A group of professors at UCLA, including a former colleague of mine, Dr. Laszlo Boros, report their work demonstrating that carbohydrate metabolism via glycolysis and the tricarboxylic acid cycle is pivotal for cancer growth, and increased refined carbohydrate consumption adversely affects cancer survival. As the authors state, traditionally, glucose and fructose have been considered as interchangeable sugars that are similarly metabolized, and most studies have focused on one sugar, namely glucose. 

However, fructose intake has increased dramatically in recent decades, especially as sourced from corn to make high-fructose corn syrup. Cellular uptake of glucose and fructose uses distinct transporters, or different methods for incorporation into cells. In the study spearheaded by lead author, Professor Anthony Heany, the authors report that fructose provides an alternative energy source to induce pancreatic cancer cell proliferation. 

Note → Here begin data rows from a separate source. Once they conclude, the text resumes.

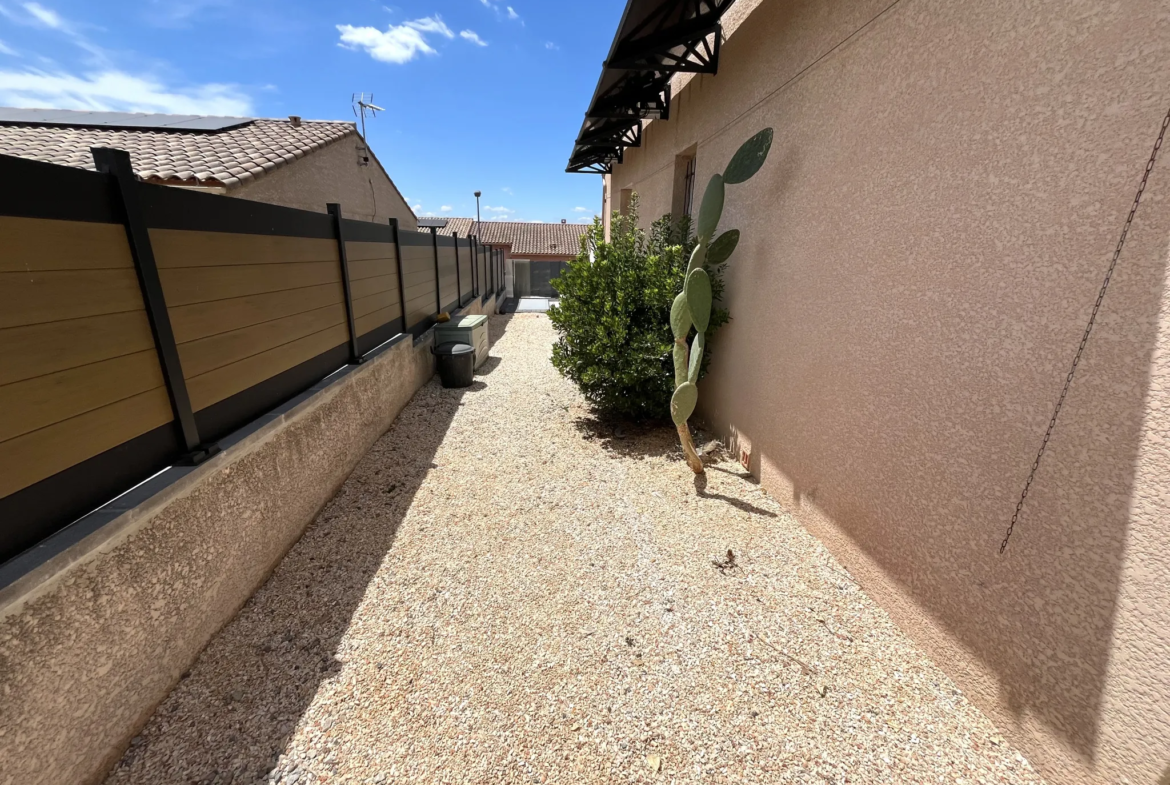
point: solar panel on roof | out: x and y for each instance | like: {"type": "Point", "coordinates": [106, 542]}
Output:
{"type": "Point", "coordinates": [137, 121]}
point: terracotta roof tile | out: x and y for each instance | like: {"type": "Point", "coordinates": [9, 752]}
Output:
{"type": "Point", "coordinates": [179, 157]}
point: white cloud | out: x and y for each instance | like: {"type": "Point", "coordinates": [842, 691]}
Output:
{"type": "Point", "coordinates": [114, 90]}
{"type": "Point", "coordinates": [399, 43]}
{"type": "Point", "coordinates": [45, 15]}
{"type": "Point", "coordinates": [469, 35]}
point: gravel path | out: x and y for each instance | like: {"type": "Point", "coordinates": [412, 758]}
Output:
{"type": "Point", "coordinates": [508, 591]}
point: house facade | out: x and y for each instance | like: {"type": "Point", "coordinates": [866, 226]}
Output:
{"type": "Point", "coordinates": [293, 163]}
{"type": "Point", "coordinates": [534, 253]}
{"type": "Point", "coordinates": [942, 200]}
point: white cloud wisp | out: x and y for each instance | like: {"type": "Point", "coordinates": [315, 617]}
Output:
{"type": "Point", "coordinates": [398, 43]}
{"type": "Point", "coordinates": [469, 35]}
{"type": "Point", "coordinates": [114, 90]}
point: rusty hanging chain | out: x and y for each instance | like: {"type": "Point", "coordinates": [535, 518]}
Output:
{"type": "Point", "coordinates": [1088, 329]}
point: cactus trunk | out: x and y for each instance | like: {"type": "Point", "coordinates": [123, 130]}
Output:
{"type": "Point", "coordinates": [693, 305]}
{"type": "Point", "coordinates": [688, 449]}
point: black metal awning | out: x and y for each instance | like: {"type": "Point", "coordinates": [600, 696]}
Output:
{"type": "Point", "coordinates": [655, 40]}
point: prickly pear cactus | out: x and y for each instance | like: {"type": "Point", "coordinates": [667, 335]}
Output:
{"type": "Point", "coordinates": [693, 305]}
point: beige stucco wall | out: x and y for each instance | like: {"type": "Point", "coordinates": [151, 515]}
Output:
{"type": "Point", "coordinates": [90, 644]}
{"type": "Point", "coordinates": [919, 260]}
{"type": "Point", "coordinates": [334, 173]}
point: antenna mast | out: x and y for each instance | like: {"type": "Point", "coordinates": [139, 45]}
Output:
{"type": "Point", "coordinates": [360, 107]}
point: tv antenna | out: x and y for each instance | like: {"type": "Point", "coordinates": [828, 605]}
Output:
{"type": "Point", "coordinates": [360, 107]}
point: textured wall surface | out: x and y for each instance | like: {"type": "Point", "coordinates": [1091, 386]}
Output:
{"type": "Point", "coordinates": [365, 193]}
{"type": "Point", "coordinates": [926, 242]}
{"type": "Point", "coordinates": [87, 655]}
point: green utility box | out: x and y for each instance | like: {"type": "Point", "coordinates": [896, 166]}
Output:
{"type": "Point", "coordinates": [470, 330]}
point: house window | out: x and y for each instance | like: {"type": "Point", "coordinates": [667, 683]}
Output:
{"type": "Point", "coordinates": [624, 204]}
{"type": "Point", "coordinates": [688, 187]}
{"type": "Point", "coordinates": [682, 201]}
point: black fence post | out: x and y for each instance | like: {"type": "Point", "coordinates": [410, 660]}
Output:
{"type": "Point", "coordinates": [434, 245]}
{"type": "Point", "coordinates": [401, 286]}
{"type": "Point", "coordinates": [459, 277]}
{"type": "Point", "coordinates": [335, 209]}
{"type": "Point", "coordinates": [116, 163]}
{"type": "Point", "coordinates": [475, 267]}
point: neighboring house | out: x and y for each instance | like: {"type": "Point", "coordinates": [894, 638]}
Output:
{"type": "Point", "coordinates": [919, 261]}
{"type": "Point", "coordinates": [534, 253]}
{"type": "Point", "coordinates": [294, 163]}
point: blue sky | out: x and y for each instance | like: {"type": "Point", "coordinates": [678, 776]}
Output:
{"type": "Point", "coordinates": [479, 94]}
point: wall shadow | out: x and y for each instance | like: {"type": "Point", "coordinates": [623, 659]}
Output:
{"type": "Point", "coordinates": [737, 503]}
{"type": "Point", "coordinates": [497, 325]}
{"type": "Point", "coordinates": [233, 714]}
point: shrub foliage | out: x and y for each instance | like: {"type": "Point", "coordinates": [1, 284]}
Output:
{"type": "Point", "coordinates": [614, 314]}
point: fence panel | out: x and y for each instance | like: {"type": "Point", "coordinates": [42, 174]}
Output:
{"type": "Point", "coordinates": [254, 294]}
{"type": "Point", "coordinates": [448, 291]}
{"type": "Point", "coordinates": [373, 282]}
{"type": "Point", "coordinates": [82, 398]}
{"type": "Point", "coordinates": [418, 279]}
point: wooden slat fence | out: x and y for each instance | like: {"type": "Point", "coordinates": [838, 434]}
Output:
{"type": "Point", "coordinates": [253, 296]}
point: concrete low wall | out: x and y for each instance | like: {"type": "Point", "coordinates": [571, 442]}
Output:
{"type": "Point", "coordinates": [94, 638]}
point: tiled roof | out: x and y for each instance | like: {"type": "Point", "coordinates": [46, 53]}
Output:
{"type": "Point", "coordinates": [525, 238]}
{"type": "Point", "coordinates": [220, 159]}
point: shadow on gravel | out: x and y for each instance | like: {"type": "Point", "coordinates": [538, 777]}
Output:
{"type": "Point", "coordinates": [627, 439]}
{"type": "Point", "coordinates": [630, 439]}
{"type": "Point", "coordinates": [231, 717]}
{"type": "Point", "coordinates": [488, 366]}
{"type": "Point", "coordinates": [497, 325]}
{"type": "Point", "coordinates": [738, 503]}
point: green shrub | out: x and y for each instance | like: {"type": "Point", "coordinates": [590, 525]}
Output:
{"type": "Point", "coordinates": [614, 314]}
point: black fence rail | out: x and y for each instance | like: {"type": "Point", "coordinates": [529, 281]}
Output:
{"type": "Point", "coordinates": [140, 323]}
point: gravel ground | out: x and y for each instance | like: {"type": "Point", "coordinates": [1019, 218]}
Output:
{"type": "Point", "coordinates": [509, 591]}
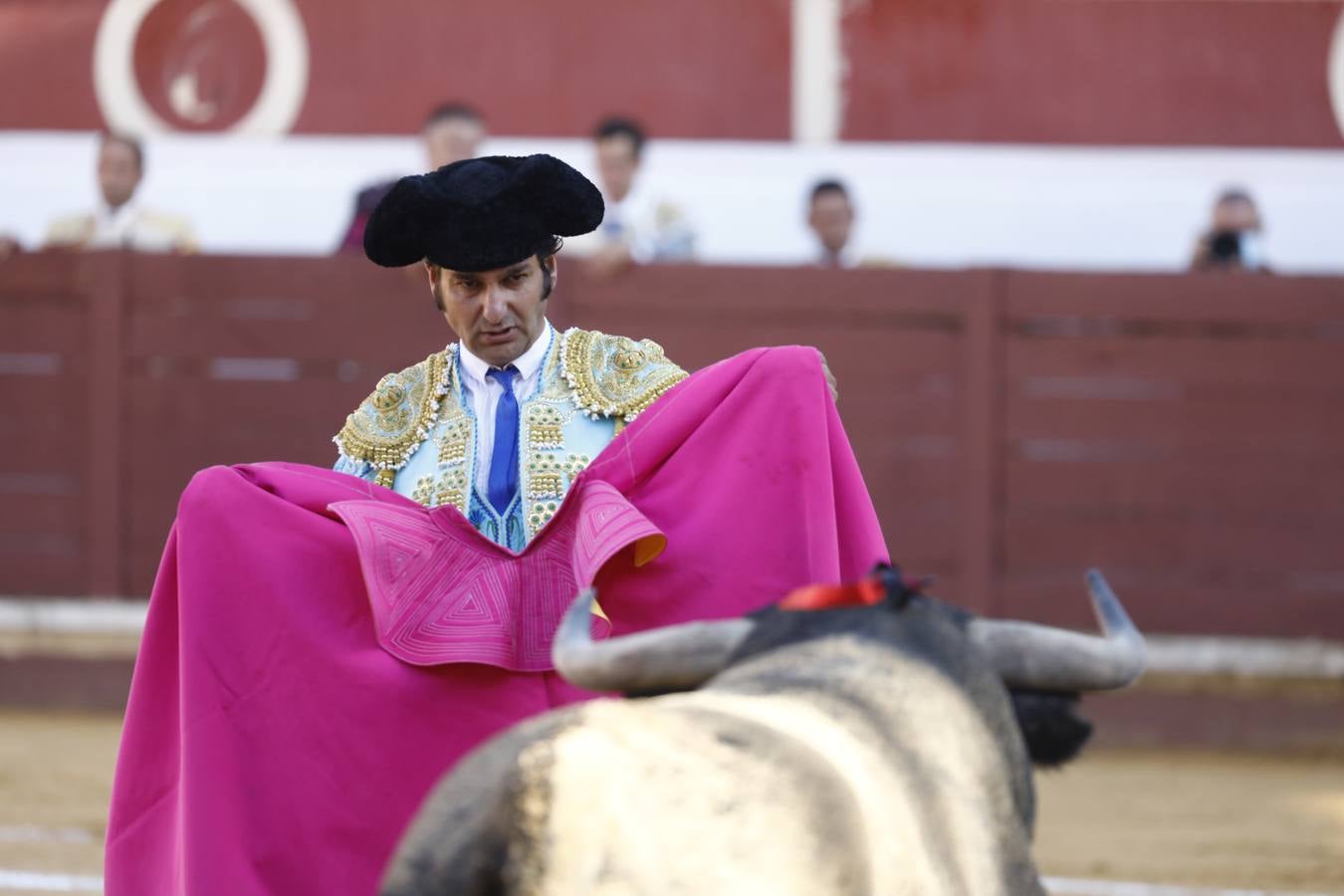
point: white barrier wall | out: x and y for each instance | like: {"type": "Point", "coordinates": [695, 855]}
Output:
{"type": "Point", "coordinates": [920, 204]}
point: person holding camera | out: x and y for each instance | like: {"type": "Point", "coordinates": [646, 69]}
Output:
{"type": "Point", "coordinates": [1235, 235]}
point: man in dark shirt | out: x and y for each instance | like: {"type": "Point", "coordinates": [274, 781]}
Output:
{"type": "Point", "coordinates": [452, 131]}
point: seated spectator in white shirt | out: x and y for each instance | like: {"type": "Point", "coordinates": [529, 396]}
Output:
{"type": "Point", "coordinates": [119, 222]}
{"type": "Point", "coordinates": [636, 229]}
{"type": "Point", "coordinates": [830, 218]}
{"type": "Point", "coordinates": [1235, 237]}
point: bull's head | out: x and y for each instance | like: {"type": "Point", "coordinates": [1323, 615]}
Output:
{"type": "Point", "coordinates": [1025, 656]}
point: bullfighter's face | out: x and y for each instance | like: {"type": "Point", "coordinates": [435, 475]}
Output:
{"type": "Point", "coordinates": [498, 314]}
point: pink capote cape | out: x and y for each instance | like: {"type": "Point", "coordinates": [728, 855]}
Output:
{"type": "Point", "coordinates": [275, 746]}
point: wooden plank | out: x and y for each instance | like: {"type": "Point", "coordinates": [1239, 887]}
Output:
{"type": "Point", "coordinates": [51, 504]}
{"type": "Point", "coordinates": [103, 276]}
{"type": "Point", "coordinates": [1281, 493]}
{"type": "Point", "coordinates": [1168, 542]}
{"type": "Point", "coordinates": [1287, 419]}
{"type": "Point", "coordinates": [41, 328]}
{"type": "Point", "coordinates": [1176, 299]}
{"type": "Point", "coordinates": [979, 550]}
{"type": "Point", "coordinates": [1187, 606]}
{"type": "Point", "coordinates": [1166, 365]}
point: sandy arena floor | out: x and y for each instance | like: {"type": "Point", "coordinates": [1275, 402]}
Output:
{"type": "Point", "coordinates": [1252, 822]}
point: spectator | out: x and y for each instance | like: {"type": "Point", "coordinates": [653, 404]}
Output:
{"type": "Point", "coordinates": [636, 227]}
{"type": "Point", "coordinates": [119, 222]}
{"type": "Point", "coordinates": [1233, 239]}
{"type": "Point", "coordinates": [830, 218]}
{"type": "Point", "coordinates": [452, 131]}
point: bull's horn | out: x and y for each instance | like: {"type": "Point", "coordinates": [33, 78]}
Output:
{"type": "Point", "coordinates": [1032, 656]}
{"type": "Point", "coordinates": [671, 658]}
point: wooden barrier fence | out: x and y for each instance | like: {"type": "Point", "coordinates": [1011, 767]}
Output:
{"type": "Point", "coordinates": [1182, 433]}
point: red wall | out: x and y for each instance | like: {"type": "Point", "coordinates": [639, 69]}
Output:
{"type": "Point", "coordinates": [1070, 72]}
{"type": "Point", "coordinates": [1182, 433]}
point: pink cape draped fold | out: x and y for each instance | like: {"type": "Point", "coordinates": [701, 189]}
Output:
{"type": "Point", "coordinates": [273, 746]}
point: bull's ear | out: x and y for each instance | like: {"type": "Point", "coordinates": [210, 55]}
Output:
{"type": "Point", "coordinates": [1052, 733]}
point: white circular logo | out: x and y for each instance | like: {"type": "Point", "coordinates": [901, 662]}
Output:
{"type": "Point", "coordinates": [276, 107]}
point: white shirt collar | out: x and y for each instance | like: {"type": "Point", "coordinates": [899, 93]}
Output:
{"type": "Point", "coordinates": [529, 362]}
{"type": "Point", "coordinates": [117, 216]}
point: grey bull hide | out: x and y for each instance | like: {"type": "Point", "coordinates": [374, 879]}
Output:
{"type": "Point", "coordinates": [870, 750]}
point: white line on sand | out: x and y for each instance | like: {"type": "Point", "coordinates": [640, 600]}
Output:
{"type": "Point", "coordinates": [49, 883]}
{"type": "Point", "coordinates": [35, 834]}
{"type": "Point", "coordinates": [1075, 887]}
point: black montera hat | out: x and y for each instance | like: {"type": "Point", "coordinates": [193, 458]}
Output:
{"type": "Point", "coordinates": [481, 214]}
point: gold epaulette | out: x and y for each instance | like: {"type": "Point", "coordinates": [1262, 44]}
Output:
{"type": "Point", "coordinates": [387, 427]}
{"type": "Point", "coordinates": [613, 375]}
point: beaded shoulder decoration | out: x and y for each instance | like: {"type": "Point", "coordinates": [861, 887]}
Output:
{"type": "Point", "coordinates": [387, 427]}
{"type": "Point", "coordinates": [613, 375]}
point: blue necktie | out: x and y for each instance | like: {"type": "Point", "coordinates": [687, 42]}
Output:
{"type": "Point", "coordinates": [503, 481]}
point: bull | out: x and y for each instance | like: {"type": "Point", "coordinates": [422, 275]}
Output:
{"type": "Point", "coordinates": [872, 742]}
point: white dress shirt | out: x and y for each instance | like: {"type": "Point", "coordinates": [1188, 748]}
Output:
{"type": "Point", "coordinates": [483, 394]}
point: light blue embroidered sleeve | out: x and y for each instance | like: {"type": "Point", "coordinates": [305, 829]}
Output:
{"type": "Point", "coordinates": [363, 469]}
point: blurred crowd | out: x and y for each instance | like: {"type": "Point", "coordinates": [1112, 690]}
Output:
{"type": "Point", "coordinates": [640, 227]}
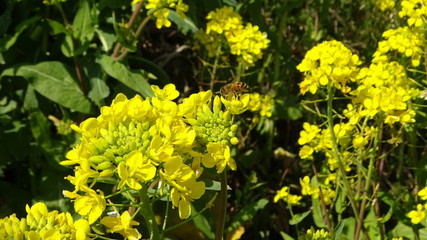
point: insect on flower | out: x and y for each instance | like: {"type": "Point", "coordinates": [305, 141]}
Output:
{"type": "Point", "coordinates": [235, 88]}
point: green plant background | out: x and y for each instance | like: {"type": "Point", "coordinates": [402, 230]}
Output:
{"type": "Point", "coordinates": [40, 58]}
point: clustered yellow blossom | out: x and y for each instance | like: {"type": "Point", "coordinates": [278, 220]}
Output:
{"type": "Point", "coordinates": [284, 194]}
{"type": "Point", "coordinates": [261, 103]}
{"type": "Point", "coordinates": [123, 225]}
{"type": "Point", "coordinates": [225, 27]}
{"type": "Point", "coordinates": [419, 214]}
{"type": "Point", "coordinates": [384, 5]}
{"type": "Point", "coordinates": [324, 190]}
{"type": "Point", "coordinates": [415, 11]}
{"type": "Point", "coordinates": [313, 234]}
{"type": "Point", "coordinates": [315, 139]}
{"type": "Point", "coordinates": [407, 41]}
{"type": "Point", "coordinates": [384, 89]}
{"type": "Point", "coordinates": [160, 10]}
{"type": "Point", "coordinates": [328, 63]}
{"type": "Point", "coordinates": [139, 141]}
{"type": "Point", "coordinates": [42, 224]}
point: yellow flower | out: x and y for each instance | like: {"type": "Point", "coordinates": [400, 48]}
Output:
{"type": "Point", "coordinates": [135, 169]}
{"type": "Point", "coordinates": [169, 92]}
{"type": "Point", "coordinates": [42, 224]}
{"type": "Point", "coordinates": [91, 204]}
{"type": "Point", "coordinates": [185, 187]}
{"type": "Point", "coordinates": [122, 225]}
{"type": "Point", "coordinates": [218, 155]}
{"type": "Point", "coordinates": [415, 11]}
{"type": "Point", "coordinates": [306, 188]}
{"type": "Point", "coordinates": [236, 105]}
{"type": "Point", "coordinates": [328, 62]}
{"type": "Point", "coordinates": [287, 197]}
{"type": "Point", "coordinates": [308, 134]}
{"type": "Point", "coordinates": [418, 215]}
{"type": "Point", "coordinates": [423, 193]}
{"type": "Point", "coordinates": [162, 18]}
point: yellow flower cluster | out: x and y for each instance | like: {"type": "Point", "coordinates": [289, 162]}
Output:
{"type": "Point", "coordinates": [384, 5]}
{"type": "Point", "coordinates": [383, 88]}
{"type": "Point", "coordinates": [415, 11]}
{"type": "Point", "coordinates": [226, 26]}
{"type": "Point", "coordinates": [261, 103]}
{"type": "Point", "coordinates": [308, 188]}
{"type": "Point", "coordinates": [137, 141]}
{"type": "Point", "coordinates": [287, 197]}
{"type": "Point", "coordinates": [314, 139]}
{"type": "Point", "coordinates": [419, 214]}
{"type": "Point", "coordinates": [315, 235]}
{"type": "Point", "coordinates": [42, 224]}
{"type": "Point", "coordinates": [161, 10]}
{"type": "Point", "coordinates": [405, 40]}
{"type": "Point", "coordinates": [328, 63]}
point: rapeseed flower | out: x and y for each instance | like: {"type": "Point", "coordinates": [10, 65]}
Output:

Importantly, the authors show that fructose and glucose metabolism are very different; in comparison with glucose, fructose induces thiamine-dependent transketolase flux and is preferentially metabolized via the nonoxidative pentose phosphate pathway to synthesize nucleic acids and increase uric acid production.

These findings show that cancer cells can readily metabolize fructose to increase proliferation. The data suggest that cancer patients reduce dietary refined fructose consumption, and indicate that efforts to reduce refined fructose intake or inhibit fructose-mediated actions may disrupt cancer growth. Cancer Res; 70(15); 6368–76. ©2010 AACR.